Recent successes in Food & Agriculture include:

Shaping legislation that supports organic and sustainable agriculture
UCS and our allies worked to ensure that the Food and Farm Bill will include programs that assist farmers converting to organic operations,help defray the costs of organic certification, and offer new opportunities for publicly funded plant and animal breeding (which is currently driven by corporate agendas). Lawmakers are conferring on two versions of the bill and we are focused on retaining the best provisions of each.

Achieving a meaningful label for grass-fed meat
UCS analysis has shown the potential health benefits of raising dairy and beef cattle on pasture, bolstering the well-established environmental benefits of reduced reliance on overcrowded, confined animal feeding operations. We helped push the U.S. Department of Agriculture (USDA) for a reliable means of identifying grass-fed meat in the supermarket,
and the agency responded with a label that can only be applied to products from animals raised exclusively on non-grain vegetation. The label should debut by late 2008.

Preventing a valuable human medicine from being used routinely in animal agriculture
The routine use of antibiotics on animals in confined feeding operations (to stave off stress-related illness) contributes to the growing threat of antibiotic-resistant diseases. UCS and our allies blocked the Food and Drug Administration’s (FDA’s) attempt to approve the antibiotic cefquinome for widespread use in cattle. This drug has significant potential for treating human diseases, so we took our case directly to the FDA commissioner. Our coalition also succeeded in persuading Congress to reintroduce the Preservation of Antibiotics for Medical Treatment Act, and we are appealing to physicians and farmers alike to support its adoption in 2008.

Pressing for a ban on the outdoor production of drugs and industrial chemicals in food crops
UCS has shown that current USDA regulations are too weak to prevent genetically engineered “pharma” crops from entering our food supply.
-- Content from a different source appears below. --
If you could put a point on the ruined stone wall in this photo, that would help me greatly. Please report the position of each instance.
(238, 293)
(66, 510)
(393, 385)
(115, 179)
We therefore launched the website www.ProtectOurFood.org and an online campaign and petition calling for the USDA to ban the outdoor production of such crops. Our efforts complemented those of the
Grocery Manufacturers Association and companies such as General Mills and PepsiCo, which also have serious concerns about potential contamination of the food supply.

Strengthening oversight of pharma crops and cloning
UCS and our activists pressured the USDA and FDA to improve their oversight of pharma crops and extend the voluntary moratorium on milk and meat from cloned animals. In addition, our participation in a precedent-setting lawsuit resulted in a stinging rebuke to the USDA for its handling of scientific issues related to genetically engineered alfalfa.